Saleh: Meine Frau Samira ist am 9. Dezember 2013 in einem Vorort von Damaskus von einer Miliz entführt worden, zusammen mit einer Menschenrechtsanwältin und einem Anwalt. Ich war damals bereits in meine Heimatstadt Rakka geflüchtet. Seither bin ich ohne Lebenszeichen von ihr. Samira und Syrien sind für mich untrennbar miteinander verbunden. Mein Besuch und meine Suche werden beiden gelten: meiner Frau und dem Land.

ZEIT: Haben Sie die Rückreise noch für möglich gehalten?

Saleh: Diese Reise war für mich noch vor zwei Wochen undenkbar.

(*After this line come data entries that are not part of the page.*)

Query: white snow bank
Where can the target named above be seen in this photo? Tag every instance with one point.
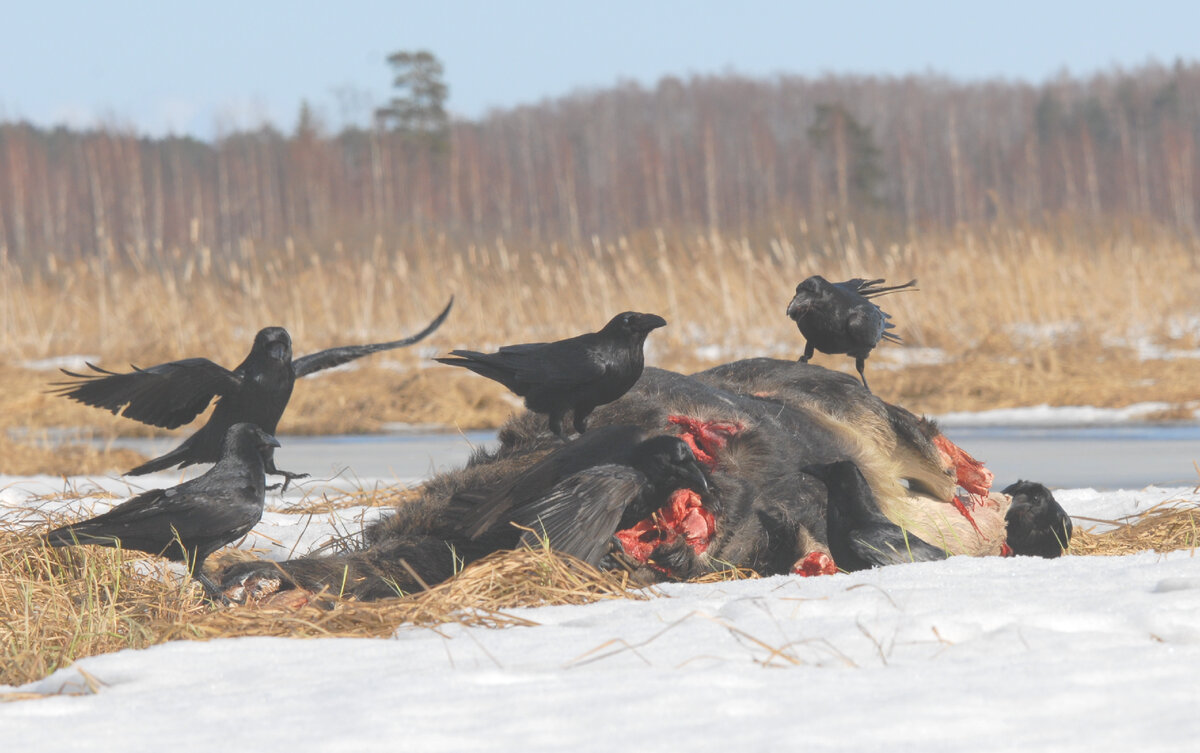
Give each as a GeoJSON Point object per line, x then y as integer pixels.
{"type": "Point", "coordinates": [1049, 415]}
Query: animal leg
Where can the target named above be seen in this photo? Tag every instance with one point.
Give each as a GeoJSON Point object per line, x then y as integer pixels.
{"type": "Point", "coordinates": [581, 419]}
{"type": "Point", "coordinates": [556, 423]}
{"type": "Point", "coordinates": [859, 363]}
{"type": "Point", "coordinates": [288, 476]}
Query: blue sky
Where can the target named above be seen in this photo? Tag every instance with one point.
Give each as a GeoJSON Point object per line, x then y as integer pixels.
{"type": "Point", "coordinates": [207, 67]}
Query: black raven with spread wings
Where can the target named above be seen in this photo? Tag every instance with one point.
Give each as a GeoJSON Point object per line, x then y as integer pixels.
{"type": "Point", "coordinates": [838, 318]}
{"type": "Point", "coordinates": [576, 374]}
{"type": "Point", "coordinates": [190, 522]}
{"type": "Point", "coordinates": [257, 391]}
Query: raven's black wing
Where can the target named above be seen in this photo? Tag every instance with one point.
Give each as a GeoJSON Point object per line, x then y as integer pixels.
{"type": "Point", "coordinates": [478, 512]}
{"type": "Point", "coordinates": [167, 396]}
{"type": "Point", "coordinates": [882, 542]}
{"type": "Point", "coordinates": [580, 514]}
{"type": "Point", "coordinates": [336, 356]}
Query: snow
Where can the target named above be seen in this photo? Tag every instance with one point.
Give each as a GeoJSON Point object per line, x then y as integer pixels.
{"type": "Point", "coordinates": [1051, 416]}
{"type": "Point", "coordinates": [1077, 654]}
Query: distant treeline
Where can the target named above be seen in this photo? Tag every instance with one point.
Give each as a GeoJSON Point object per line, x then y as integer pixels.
{"type": "Point", "coordinates": [725, 154]}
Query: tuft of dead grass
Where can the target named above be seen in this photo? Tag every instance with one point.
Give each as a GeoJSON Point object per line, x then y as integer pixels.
{"type": "Point", "coordinates": [1019, 315]}
{"type": "Point", "coordinates": [63, 604]}
{"type": "Point", "coordinates": [1167, 526]}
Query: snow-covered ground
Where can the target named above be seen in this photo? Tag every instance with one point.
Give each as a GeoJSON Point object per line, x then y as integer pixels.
{"type": "Point", "coordinates": [1077, 654]}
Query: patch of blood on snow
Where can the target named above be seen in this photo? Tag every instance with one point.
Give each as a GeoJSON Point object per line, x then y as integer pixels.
{"type": "Point", "coordinates": [970, 473]}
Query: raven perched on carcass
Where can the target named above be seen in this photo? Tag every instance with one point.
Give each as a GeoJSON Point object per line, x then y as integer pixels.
{"type": "Point", "coordinates": [575, 374]}
{"type": "Point", "coordinates": [257, 391]}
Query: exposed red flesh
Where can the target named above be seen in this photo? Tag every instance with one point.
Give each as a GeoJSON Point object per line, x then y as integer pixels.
{"type": "Point", "coordinates": [706, 438]}
{"type": "Point", "coordinates": [970, 473]}
{"type": "Point", "coordinates": [684, 516]}
{"type": "Point", "coordinates": [815, 564]}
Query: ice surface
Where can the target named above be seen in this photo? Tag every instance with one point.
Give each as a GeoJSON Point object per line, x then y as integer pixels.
{"type": "Point", "coordinates": [1077, 654]}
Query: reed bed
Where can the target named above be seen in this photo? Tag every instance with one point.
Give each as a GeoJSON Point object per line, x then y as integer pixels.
{"type": "Point", "coordinates": [1018, 315]}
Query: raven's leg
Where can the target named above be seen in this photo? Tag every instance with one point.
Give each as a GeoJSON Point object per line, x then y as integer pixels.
{"type": "Point", "coordinates": [581, 419]}
{"type": "Point", "coordinates": [211, 589]}
{"type": "Point", "coordinates": [196, 568]}
{"type": "Point", "coordinates": [859, 363]}
{"type": "Point", "coordinates": [269, 467]}
{"type": "Point", "coordinates": [556, 423]}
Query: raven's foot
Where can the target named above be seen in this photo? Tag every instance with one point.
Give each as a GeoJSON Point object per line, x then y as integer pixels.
{"type": "Point", "coordinates": [255, 580]}
{"type": "Point", "coordinates": [288, 477]}
{"type": "Point", "coordinates": [706, 438]}
{"type": "Point", "coordinates": [210, 589]}
{"type": "Point", "coordinates": [815, 564]}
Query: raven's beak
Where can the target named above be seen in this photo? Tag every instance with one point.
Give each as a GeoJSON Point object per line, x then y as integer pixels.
{"type": "Point", "coordinates": [646, 323]}
{"type": "Point", "coordinates": [694, 476]}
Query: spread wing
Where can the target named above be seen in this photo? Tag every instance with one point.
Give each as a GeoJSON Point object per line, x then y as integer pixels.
{"type": "Point", "coordinates": [580, 516]}
{"type": "Point", "coordinates": [565, 363]}
{"type": "Point", "coordinates": [167, 396]}
{"type": "Point", "coordinates": [891, 544]}
{"type": "Point", "coordinates": [336, 356]}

Meine syrische Geschichte war in einer fernen Vergangenheit versunken. Nun aber rollt sie plötzlich wie eine Flut auf mich zu, mit ihren mächtigen Wogen aus Hoffnungen, Ängsten, Anspannung – und Erinnerungen. Ich fühle mich wie überflutet. Erst seit zehn Tagen lebe ich mit dem Gefühl, ein reiches, erfülltes Leben gelebt zu haben. Die Ewigkeit ist vorbei. Endlich. Und so geht es nicht nur mir. Millionen von Syrerinnen und Syrern haben sich nun mit einer besonderen Mission auf die Suche nach ihren Nächsten gemacht.

ZEIT: Was genau ist es, was Syrien jetzt erlebt, ist es die Erfahrung von Freiheit?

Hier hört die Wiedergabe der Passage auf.